II. Гл-6. Полёты на перехват
Наличие лётчика-оператора в задней кабине было существенной особенностью Як-28П. В основном лётчиками-операторами летали выпускники УАЦ ДОСААФ. Были в свое время такие Учебные Авиационные Центры, в которых вместо срочной службы в армии за два года можно было стать лётчиком. Там осваивали Л-29 и МиГ-17. В дальнейшем выпускник этого УАЦ мог быть свободен, что говориться, «от обязательств». Кто-то вообще больше с авиацией не связывался. Кто-то шёл в гражданскую авиацию. Кто-то попадал в авиацию военную. Так, с появлением Як-28П, когда понадобились лётчики-операторы, военкоматы стали выпускникам УАЦ предлагать военную службу. Из младших лейтенантов запаса они быстро превращались в «настоящих» лейтенантов. Для них даже организовали заочное обучение в лётном училище. А ещё их почему-то называли «хунвейбинами»?! Многие из этих призывников в дальнейшем переходили в переднюю кабину и росли по карьерной лестнице. У меня был командир эскадрильи из таковых.

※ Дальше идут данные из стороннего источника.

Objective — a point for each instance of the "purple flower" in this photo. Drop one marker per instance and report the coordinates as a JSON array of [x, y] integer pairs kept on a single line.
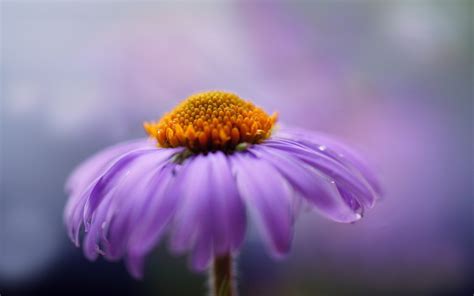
[[220, 162]]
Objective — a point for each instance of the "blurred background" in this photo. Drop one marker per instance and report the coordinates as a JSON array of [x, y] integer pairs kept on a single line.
[[392, 78]]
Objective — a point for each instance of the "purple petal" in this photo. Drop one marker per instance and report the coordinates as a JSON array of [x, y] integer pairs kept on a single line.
[[268, 197], [120, 204], [112, 176], [332, 148], [191, 219], [228, 211], [314, 186], [132, 198], [211, 218], [158, 212]]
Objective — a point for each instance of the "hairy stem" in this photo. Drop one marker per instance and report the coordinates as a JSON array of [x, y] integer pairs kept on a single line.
[[222, 277]]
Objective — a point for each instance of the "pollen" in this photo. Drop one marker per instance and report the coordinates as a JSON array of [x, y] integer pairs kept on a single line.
[[213, 120]]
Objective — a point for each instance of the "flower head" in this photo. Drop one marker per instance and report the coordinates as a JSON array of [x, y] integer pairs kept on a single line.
[[219, 159]]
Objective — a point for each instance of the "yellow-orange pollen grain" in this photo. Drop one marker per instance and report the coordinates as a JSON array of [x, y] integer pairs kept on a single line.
[[213, 120]]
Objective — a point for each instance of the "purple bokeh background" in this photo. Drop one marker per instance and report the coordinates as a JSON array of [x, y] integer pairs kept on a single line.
[[394, 79]]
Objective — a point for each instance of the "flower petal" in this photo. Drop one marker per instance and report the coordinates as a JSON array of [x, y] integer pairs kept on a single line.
[[314, 186], [334, 148], [343, 176], [268, 197]]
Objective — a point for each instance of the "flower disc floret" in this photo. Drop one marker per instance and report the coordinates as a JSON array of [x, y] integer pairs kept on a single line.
[[210, 121]]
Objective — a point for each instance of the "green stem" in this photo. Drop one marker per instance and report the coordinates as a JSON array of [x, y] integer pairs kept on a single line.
[[222, 276]]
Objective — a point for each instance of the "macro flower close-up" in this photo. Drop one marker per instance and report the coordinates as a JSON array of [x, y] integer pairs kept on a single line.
[[234, 147], [210, 165]]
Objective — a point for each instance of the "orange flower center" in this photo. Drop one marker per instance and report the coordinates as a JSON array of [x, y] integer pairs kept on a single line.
[[213, 120]]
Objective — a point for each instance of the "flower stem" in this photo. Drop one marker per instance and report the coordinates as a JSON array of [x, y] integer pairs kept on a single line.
[[222, 277]]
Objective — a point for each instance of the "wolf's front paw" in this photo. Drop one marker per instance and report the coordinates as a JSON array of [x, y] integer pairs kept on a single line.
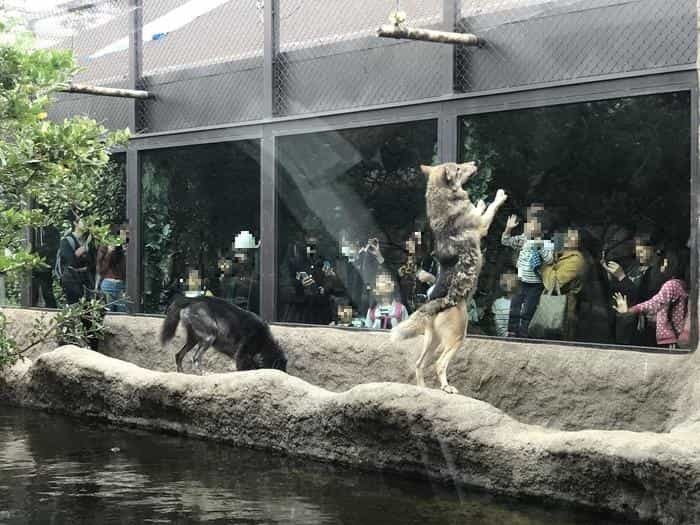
[[501, 197]]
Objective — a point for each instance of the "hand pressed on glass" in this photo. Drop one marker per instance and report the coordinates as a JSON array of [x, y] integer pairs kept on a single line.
[[620, 303]]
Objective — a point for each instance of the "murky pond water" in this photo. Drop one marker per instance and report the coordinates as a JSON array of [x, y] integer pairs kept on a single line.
[[61, 470]]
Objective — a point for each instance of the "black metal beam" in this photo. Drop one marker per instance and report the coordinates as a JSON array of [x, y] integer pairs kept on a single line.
[[107, 92]]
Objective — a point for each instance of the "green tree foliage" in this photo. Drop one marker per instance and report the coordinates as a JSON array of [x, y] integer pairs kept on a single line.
[[54, 168]]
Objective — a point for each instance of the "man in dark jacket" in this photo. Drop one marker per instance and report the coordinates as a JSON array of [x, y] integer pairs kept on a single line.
[[638, 282], [77, 263]]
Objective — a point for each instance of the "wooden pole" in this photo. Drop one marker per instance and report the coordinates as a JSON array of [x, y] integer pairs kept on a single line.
[[429, 35], [108, 92]]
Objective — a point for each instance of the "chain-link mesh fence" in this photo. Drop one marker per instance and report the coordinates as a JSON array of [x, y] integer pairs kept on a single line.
[[203, 59], [97, 33], [331, 58], [207, 58]]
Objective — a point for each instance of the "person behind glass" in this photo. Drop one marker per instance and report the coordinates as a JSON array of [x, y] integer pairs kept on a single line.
[[417, 274], [638, 282], [669, 306], [77, 263], [111, 267], [386, 310], [567, 271], [369, 261], [533, 252], [310, 303], [500, 309]]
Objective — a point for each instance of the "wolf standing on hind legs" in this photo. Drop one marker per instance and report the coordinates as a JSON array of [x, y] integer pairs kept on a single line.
[[458, 226]]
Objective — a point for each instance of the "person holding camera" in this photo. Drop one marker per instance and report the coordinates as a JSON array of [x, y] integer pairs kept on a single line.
[[111, 268], [533, 252], [75, 265], [369, 261]]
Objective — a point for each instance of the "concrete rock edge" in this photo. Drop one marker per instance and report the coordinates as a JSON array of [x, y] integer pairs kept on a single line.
[[378, 425]]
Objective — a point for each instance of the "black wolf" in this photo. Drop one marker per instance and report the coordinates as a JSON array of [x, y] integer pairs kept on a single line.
[[238, 333], [458, 226]]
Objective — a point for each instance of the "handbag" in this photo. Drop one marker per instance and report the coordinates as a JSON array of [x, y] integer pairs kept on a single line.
[[682, 337], [550, 315]]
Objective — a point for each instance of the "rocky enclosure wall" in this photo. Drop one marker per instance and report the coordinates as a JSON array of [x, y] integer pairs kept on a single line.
[[387, 426], [555, 386]]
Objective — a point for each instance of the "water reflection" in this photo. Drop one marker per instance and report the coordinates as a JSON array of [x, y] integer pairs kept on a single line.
[[59, 470]]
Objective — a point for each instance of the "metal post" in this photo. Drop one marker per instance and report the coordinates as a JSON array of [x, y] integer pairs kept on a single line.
[[270, 50], [268, 197], [268, 227], [450, 10], [134, 267]]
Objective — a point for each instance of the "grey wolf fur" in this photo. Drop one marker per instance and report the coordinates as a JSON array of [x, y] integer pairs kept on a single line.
[[458, 227], [238, 333]]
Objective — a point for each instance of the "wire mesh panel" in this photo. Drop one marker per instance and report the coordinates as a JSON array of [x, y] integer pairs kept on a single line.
[[535, 41], [203, 61], [95, 33], [331, 58]]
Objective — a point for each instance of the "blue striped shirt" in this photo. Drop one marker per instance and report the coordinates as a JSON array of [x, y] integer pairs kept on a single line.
[[529, 249]]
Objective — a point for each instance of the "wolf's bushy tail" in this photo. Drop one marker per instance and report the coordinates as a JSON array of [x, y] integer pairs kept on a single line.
[[172, 319]]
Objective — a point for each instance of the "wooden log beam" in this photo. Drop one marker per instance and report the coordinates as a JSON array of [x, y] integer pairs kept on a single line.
[[108, 92], [429, 35]]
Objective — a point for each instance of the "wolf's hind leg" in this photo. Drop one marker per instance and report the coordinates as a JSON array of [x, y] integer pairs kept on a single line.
[[451, 326], [428, 343], [203, 346]]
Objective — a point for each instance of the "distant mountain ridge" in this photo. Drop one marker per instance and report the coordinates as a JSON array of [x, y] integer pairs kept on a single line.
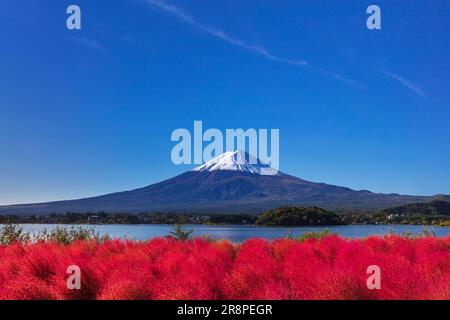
[[224, 185]]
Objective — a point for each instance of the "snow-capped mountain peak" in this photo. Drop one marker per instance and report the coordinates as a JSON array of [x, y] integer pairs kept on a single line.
[[237, 161]]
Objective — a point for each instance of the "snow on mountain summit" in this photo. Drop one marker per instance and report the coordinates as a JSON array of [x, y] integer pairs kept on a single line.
[[237, 161]]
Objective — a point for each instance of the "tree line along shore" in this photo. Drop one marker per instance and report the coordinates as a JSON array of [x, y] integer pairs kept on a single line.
[[435, 213]]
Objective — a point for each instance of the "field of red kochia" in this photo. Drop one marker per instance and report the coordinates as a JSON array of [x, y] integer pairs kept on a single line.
[[331, 268]]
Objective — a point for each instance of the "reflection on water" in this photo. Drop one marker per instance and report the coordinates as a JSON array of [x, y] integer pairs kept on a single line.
[[241, 233]]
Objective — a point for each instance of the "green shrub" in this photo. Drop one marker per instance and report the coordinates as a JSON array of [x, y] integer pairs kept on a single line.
[[180, 232], [10, 233]]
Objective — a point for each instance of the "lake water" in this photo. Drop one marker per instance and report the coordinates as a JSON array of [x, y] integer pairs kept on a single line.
[[242, 233]]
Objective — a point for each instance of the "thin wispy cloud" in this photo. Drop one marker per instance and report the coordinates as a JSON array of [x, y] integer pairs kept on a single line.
[[187, 18], [405, 82], [89, 43]]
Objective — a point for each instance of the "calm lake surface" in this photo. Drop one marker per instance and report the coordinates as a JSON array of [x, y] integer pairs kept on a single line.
[[241, 233]]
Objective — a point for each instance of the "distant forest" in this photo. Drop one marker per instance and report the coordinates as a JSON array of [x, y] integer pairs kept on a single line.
[[436, 212]]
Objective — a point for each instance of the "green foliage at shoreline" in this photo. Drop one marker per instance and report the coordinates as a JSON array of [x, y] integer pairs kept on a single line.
[[299, 216]]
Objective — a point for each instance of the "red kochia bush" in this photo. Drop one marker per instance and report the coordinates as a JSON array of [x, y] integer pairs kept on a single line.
[[331, 268]]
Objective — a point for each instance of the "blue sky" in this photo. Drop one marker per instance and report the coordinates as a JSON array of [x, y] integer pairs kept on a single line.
[[87, 112]]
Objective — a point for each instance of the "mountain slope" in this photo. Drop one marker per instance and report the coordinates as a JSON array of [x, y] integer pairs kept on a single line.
[[228, 183]]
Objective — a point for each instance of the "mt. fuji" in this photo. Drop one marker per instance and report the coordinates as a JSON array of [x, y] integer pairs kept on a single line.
[[237, 161], [232, 182]]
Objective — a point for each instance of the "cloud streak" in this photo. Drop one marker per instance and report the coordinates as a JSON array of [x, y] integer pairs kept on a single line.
[[405, 82], [185, 17], [188, 19]]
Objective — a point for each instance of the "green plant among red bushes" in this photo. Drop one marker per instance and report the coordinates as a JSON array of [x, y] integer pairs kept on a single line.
[[166, 268]]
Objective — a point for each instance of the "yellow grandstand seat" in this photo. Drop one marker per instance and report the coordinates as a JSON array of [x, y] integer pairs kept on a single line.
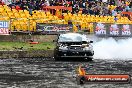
[[23, 15], [18, 27]]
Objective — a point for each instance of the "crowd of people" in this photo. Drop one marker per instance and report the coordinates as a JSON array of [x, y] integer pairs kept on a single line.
[[93, 7]]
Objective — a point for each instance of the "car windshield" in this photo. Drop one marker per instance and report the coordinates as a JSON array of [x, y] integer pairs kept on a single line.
[[72, 37]]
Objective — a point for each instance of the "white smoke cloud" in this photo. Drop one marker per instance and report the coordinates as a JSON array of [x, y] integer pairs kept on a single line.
[[113, 49]]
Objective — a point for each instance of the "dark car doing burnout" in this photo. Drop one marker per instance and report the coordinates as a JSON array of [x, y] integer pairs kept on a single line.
[[73, 45]]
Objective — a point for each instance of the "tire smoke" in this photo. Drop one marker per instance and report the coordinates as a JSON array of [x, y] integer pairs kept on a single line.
[[111, 48]]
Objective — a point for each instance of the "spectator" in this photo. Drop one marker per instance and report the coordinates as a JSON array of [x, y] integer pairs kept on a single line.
[[1, 2]]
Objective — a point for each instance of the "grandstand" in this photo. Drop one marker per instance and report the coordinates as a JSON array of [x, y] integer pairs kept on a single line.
[[22, 20]]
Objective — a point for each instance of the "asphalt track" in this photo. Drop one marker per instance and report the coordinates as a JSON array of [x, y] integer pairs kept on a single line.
[[47, 73]]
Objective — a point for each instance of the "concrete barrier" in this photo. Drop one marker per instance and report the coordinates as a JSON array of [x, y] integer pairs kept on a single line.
[[26, 54]]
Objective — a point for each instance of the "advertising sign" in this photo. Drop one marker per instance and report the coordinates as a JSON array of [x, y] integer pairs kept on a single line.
[[4, 28], [115, 30], [100, 29], [126, 30], [53, 28]]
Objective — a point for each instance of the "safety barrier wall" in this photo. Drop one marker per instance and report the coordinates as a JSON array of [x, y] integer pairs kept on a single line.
[[105, 29]]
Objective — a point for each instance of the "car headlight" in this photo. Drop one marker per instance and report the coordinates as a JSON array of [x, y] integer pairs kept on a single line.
[[63, 48]]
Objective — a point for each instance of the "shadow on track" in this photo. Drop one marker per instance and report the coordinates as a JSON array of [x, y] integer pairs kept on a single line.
[[76, 59]]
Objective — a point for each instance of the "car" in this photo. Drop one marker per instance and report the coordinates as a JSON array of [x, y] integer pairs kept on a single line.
[[73, 45]]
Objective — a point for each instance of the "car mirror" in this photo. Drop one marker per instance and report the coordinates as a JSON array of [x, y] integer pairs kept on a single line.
[[91, 41]]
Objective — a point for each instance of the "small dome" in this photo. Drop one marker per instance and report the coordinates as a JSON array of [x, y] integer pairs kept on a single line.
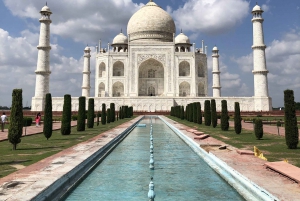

Шло время. Лётчики из УАЦ закончились. Надо было пополнять ряды лётчиков-операторов. Стали переводить в заднюю кабину лётчиков из передней в наказание за разные провинности. И даже с других типов. Кто-то с начальством не поладил. Кто-то чужую жену увёл и был скандал. Разные были поводы. Но и такого контингента не хватало. Полков Як-28П было по Союзу не мало. Тогда стали прибывающих молодых лётчиков из училищ, при переучивании, не мудрствуя лукаво, пополняя нужное количество операторов, просто назначать. Так случилось и с некоторыми из нас. Прибыло нас в полк из училищ в семьдесят седьмом году человек пятнадцать и когда стали вылетать самостоятельно, тем, кто оказался в «конце списка» объявили, что «возить» их дольше нет смысла, и в дальнейшем им придётся летать во второй кабине. Народ, конечно, начинал возмущаться, но это мало помогало. Из нашего «набора образца 1977 года», и армавирцев, и ставропольцев, троих посадили во вторую кабину и они уже в первую не вернулись. Один из них так и продолжал летать оператором, а двое позже ушли на вертолёты. В последние годы редко кто возвращался потом в переднюю кабину. Было это как «чёрная метка».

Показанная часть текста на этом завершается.